3 out of 5 stars The 9/11 Report (HTMMA-Thethethe's)   November 30, 2007
9/11 Report
By Sid Jacobson
This book is about the plane crashes on September 11th 2001. It's a comic book with lots of information. It has all the planes and terrorists that crashed into New York, Washington D.C. and Virginia. It's like the book, "9/11 Commission Report," only in a comic book. It also talks about what the government knew and how Bin Laden and Al Qaeda planned the attack since 1993.
We enjoyed this book because it had clear, nice pictures and was organized well. We also enjoyed it because it was descriptive and explained a lot and it was pretty easy to follow. It was also nice because it was facts, not opinions.
We wish it could have been different by having less boring information that didn't matter. We also wish it was different by having it more understandable for younger readers.
We would recommend this book to the ages: 15 and Up.
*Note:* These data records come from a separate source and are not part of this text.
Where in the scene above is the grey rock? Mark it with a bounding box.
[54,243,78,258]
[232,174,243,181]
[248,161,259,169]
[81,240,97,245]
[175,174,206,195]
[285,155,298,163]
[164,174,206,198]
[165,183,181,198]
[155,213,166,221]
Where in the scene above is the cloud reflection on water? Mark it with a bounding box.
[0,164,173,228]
We recommend it to both males and females because it's important to know the crisis that happened and how we could avoid a terrorist attack next time!
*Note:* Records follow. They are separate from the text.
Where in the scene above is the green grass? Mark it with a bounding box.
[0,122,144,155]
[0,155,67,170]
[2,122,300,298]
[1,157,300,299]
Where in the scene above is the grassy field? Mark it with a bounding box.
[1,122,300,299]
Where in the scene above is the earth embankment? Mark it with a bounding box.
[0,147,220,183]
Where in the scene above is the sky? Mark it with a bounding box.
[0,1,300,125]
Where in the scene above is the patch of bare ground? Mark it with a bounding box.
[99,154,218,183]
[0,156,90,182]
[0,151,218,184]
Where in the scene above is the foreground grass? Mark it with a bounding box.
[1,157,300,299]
We would recommend this book because it has lots of useful information and tells facts that many people don't know about the terrorists and the attacks.

Written by: Jacqui, Alena, Pascal, and Adam



5 out of 5 stars One of the most eye opening books in recent history   October 11, 2007
 0 out of 1 found this review helpful

This has to go down as something our children will be reading in school. What happened on that day can not be forgotten nor will it be with books like this.